3. Run a second fast metadata extraction prompt
4. Push metadata/citations as the final SSE event.
### 8.3 Tone Hints by Query Type
| Type | Tone Guidance |
|---|---|
| `fact_lookup` | Direct, no metaphors, cite per bullet. |
| `penalty_lookup` | Lead with consequence/penalty. |
| `cross_reference` | Explain primary section, then connections. |
| `conflict_detection` | Flag contradiction ONLY if both sides are in context. |
| `temporal` | Lead with exact numeric deadline/time. |
---
## 9. Validation
### 9.1 Validator Design
`validator_node()` treats `confidence_score < 0.2` as a hallucination risk.
- Returns `hallucination_flag: True` if score is below floor.
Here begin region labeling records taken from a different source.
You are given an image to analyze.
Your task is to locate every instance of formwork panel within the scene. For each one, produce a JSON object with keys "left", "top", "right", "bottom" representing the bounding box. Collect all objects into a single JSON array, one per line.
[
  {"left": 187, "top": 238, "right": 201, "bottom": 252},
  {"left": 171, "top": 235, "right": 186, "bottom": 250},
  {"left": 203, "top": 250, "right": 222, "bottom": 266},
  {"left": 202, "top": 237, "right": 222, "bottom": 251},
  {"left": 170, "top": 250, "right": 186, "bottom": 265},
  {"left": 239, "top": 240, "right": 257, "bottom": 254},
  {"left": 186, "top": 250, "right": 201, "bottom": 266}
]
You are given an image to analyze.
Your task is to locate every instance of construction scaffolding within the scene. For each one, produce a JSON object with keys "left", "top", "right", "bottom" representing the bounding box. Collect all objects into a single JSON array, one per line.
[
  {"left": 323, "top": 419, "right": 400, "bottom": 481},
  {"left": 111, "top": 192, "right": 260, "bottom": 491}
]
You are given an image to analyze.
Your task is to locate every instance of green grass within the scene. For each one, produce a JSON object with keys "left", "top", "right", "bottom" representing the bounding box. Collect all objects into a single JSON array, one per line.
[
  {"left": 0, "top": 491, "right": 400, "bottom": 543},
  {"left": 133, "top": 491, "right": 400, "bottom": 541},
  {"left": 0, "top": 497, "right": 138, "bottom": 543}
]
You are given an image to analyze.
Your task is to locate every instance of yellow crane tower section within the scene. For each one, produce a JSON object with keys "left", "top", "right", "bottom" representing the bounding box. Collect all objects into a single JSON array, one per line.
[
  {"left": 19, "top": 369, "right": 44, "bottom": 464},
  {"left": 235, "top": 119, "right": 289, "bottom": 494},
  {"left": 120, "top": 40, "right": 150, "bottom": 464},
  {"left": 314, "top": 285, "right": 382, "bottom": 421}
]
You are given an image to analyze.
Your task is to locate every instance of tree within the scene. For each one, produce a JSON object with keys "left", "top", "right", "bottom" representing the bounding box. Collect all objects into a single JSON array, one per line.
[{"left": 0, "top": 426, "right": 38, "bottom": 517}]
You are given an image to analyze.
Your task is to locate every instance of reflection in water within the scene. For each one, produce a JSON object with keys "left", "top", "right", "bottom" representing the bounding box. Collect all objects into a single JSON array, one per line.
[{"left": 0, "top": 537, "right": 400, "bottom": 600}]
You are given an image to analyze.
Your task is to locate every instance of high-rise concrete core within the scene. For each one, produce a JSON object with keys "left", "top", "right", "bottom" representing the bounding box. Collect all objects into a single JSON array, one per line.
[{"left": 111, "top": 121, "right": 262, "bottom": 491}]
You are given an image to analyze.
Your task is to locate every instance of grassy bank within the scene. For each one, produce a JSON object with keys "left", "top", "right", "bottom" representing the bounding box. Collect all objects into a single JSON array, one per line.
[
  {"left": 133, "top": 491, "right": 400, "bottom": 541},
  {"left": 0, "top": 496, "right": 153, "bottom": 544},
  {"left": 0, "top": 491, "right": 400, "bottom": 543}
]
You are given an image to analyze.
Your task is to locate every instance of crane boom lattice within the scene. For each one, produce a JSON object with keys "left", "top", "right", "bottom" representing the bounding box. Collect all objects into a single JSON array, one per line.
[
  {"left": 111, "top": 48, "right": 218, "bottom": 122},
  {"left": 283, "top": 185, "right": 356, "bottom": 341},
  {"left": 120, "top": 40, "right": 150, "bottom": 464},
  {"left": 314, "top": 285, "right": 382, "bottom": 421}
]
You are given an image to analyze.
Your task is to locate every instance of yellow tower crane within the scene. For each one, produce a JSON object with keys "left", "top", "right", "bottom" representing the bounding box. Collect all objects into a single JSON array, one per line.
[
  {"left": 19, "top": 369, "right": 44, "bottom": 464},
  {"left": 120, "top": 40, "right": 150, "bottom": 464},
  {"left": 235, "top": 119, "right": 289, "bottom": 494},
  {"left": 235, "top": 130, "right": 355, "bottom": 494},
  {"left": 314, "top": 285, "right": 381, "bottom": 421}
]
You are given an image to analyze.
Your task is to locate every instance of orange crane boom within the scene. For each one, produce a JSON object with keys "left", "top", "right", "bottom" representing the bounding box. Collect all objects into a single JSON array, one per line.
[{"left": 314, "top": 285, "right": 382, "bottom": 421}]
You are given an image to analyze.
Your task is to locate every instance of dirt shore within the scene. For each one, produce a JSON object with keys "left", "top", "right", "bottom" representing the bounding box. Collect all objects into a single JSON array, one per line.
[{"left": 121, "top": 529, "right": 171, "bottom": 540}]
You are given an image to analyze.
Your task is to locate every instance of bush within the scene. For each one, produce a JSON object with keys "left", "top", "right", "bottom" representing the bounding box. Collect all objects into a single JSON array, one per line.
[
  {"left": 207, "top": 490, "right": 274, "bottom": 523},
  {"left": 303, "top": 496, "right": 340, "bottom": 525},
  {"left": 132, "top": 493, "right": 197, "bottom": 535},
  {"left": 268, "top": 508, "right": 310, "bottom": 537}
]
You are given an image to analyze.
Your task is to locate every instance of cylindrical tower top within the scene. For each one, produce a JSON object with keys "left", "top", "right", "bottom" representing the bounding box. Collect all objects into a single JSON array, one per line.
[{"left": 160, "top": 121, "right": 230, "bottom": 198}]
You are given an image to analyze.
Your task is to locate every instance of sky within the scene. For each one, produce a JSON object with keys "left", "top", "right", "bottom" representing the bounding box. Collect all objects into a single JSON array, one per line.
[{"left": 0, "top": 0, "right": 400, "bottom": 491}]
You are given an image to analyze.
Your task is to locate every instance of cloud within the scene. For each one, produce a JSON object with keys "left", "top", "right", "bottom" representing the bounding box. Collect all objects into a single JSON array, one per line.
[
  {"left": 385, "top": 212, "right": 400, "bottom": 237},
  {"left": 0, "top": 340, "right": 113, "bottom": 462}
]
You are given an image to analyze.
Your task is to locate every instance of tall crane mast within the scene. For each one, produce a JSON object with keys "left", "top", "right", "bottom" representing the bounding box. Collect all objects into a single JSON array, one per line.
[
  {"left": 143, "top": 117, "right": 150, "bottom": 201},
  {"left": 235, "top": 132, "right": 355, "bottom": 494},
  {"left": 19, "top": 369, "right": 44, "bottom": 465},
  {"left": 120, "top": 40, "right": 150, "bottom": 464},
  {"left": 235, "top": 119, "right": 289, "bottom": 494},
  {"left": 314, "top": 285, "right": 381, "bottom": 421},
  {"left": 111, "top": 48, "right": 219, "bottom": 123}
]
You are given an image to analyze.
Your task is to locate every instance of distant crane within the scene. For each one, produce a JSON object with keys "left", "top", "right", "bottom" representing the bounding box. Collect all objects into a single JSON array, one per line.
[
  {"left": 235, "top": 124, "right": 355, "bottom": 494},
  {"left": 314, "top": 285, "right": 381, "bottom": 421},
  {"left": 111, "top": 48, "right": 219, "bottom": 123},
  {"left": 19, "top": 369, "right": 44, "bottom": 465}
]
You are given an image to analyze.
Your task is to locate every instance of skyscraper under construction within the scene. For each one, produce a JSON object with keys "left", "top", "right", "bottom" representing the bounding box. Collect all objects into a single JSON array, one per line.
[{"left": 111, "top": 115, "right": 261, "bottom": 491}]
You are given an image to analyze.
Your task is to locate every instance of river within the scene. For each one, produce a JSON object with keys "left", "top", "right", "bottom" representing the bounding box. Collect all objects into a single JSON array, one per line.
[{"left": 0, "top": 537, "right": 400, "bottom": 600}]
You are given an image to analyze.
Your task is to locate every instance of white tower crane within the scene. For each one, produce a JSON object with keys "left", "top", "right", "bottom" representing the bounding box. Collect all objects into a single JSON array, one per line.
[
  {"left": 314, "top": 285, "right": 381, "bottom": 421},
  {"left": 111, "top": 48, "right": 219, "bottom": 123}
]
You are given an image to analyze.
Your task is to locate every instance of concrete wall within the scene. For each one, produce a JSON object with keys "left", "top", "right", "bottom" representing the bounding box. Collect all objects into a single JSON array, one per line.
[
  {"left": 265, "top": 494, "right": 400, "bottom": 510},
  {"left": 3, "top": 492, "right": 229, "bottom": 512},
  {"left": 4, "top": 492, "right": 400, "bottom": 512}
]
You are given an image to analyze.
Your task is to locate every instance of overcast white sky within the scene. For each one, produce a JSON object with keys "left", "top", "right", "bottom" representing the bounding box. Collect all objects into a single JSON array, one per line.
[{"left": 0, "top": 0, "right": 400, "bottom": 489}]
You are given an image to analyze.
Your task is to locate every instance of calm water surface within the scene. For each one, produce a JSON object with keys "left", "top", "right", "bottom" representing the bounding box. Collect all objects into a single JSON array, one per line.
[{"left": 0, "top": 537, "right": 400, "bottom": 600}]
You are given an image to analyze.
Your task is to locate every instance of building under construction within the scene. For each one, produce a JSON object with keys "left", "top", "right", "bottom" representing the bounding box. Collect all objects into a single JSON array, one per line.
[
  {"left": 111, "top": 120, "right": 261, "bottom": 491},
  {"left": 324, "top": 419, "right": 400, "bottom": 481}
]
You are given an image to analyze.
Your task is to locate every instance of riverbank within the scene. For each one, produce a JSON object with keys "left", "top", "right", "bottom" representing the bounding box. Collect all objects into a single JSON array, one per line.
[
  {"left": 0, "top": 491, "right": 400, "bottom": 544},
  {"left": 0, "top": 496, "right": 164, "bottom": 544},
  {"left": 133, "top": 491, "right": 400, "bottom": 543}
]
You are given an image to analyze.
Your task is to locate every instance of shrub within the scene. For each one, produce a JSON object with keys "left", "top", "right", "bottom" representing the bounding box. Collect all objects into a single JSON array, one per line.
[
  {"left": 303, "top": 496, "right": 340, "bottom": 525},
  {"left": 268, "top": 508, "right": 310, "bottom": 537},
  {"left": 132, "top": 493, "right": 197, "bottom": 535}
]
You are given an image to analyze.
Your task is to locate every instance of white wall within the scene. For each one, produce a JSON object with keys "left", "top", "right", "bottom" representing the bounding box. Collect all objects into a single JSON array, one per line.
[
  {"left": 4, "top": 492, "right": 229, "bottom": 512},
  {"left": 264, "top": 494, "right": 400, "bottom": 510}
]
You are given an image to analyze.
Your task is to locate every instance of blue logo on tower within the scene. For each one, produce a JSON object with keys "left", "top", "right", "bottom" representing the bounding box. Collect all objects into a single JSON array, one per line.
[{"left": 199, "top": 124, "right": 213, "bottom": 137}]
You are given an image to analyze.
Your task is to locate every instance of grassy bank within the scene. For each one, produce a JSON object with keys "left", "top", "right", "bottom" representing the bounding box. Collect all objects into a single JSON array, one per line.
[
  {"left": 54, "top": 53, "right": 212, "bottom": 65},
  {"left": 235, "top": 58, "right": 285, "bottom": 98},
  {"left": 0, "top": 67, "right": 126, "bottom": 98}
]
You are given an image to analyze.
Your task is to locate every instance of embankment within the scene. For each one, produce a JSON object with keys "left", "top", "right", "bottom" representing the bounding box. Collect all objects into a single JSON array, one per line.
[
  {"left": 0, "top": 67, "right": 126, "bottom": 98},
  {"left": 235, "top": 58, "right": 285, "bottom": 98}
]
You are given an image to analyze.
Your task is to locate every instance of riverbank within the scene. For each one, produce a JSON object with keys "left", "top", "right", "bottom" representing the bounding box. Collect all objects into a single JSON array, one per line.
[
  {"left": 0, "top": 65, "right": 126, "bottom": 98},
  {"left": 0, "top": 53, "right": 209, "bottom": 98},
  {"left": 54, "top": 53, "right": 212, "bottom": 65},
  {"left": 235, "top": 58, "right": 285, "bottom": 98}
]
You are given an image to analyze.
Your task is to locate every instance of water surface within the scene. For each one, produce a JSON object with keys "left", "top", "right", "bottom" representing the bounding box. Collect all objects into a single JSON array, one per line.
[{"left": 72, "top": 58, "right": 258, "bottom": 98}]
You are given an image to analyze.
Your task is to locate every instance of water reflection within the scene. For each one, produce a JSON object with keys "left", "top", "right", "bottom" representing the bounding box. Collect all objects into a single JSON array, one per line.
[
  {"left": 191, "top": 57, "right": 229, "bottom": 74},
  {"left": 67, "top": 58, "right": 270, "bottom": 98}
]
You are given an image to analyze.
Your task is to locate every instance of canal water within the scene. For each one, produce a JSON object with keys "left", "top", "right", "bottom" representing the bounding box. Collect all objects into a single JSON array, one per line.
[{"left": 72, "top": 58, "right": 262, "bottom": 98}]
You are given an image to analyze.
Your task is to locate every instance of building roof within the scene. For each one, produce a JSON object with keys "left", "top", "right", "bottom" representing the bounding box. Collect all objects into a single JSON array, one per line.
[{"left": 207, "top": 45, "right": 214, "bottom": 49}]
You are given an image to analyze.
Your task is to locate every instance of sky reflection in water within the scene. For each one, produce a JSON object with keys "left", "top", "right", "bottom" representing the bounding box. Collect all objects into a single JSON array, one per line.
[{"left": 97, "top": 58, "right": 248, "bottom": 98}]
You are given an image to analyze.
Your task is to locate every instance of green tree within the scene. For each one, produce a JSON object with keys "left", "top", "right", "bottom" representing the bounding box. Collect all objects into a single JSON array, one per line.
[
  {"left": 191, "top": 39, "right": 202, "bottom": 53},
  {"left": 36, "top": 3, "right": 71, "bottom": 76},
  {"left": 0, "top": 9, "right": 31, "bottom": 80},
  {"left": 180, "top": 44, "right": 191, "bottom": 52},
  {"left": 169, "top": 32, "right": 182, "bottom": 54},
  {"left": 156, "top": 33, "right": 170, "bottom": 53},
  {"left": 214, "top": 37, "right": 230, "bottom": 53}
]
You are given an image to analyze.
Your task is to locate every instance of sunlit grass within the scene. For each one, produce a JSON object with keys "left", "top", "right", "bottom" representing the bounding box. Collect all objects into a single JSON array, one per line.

- Graph triggers a **retry** (up to 2 times) with different retrieval parameters if flagged.
### 9.2 Output Guardrails
`guardrails/output_guard.py`:
- Intercepts low-confidence or safe-guard failures.
- Returns `InsufficientInfoResponse` when grounding is weak.
- Appends legal disclaimer.
---
## 10. RAGAS Evaluation Pipeline
### 10.1 Two-Phase Architecture
- **Phase 1:** Graph invocation -> `eval_phase1_results.json`.
- **Phase 2:** RAGAS scoring -> `eval_results.json`.
### 10.2 Dataset & Metrics
- **Rows:** 31 (Central, 4 States, Multi-Jurisdiction).
- **Primary Metrics:** Faithfulness, Answer Relevancy, Context Precision.
- **Goal:** Faithfulness > 0.85; Answer Relevancy > 0.80.
---
## 11. Known Failure Modes
- **Multi-Jurisdiction Retrieval:** Reranker often prefers one jurisdiction's terminology, leading to unbalanced context for comparison queries.
- **Large Context Noise:** 7 chunks sometimes include irrelevant sub-clauses that distract the generator.
---
## 12. Implementation Checklist
- [x] Add `DocumentSpec` to registry.
- [x] Verify PDF text extraction.
- [x] Run `make ingest`.
- [x] Seed Neo4j graph.
- [x] Run `make eval-smoke` to verify precision.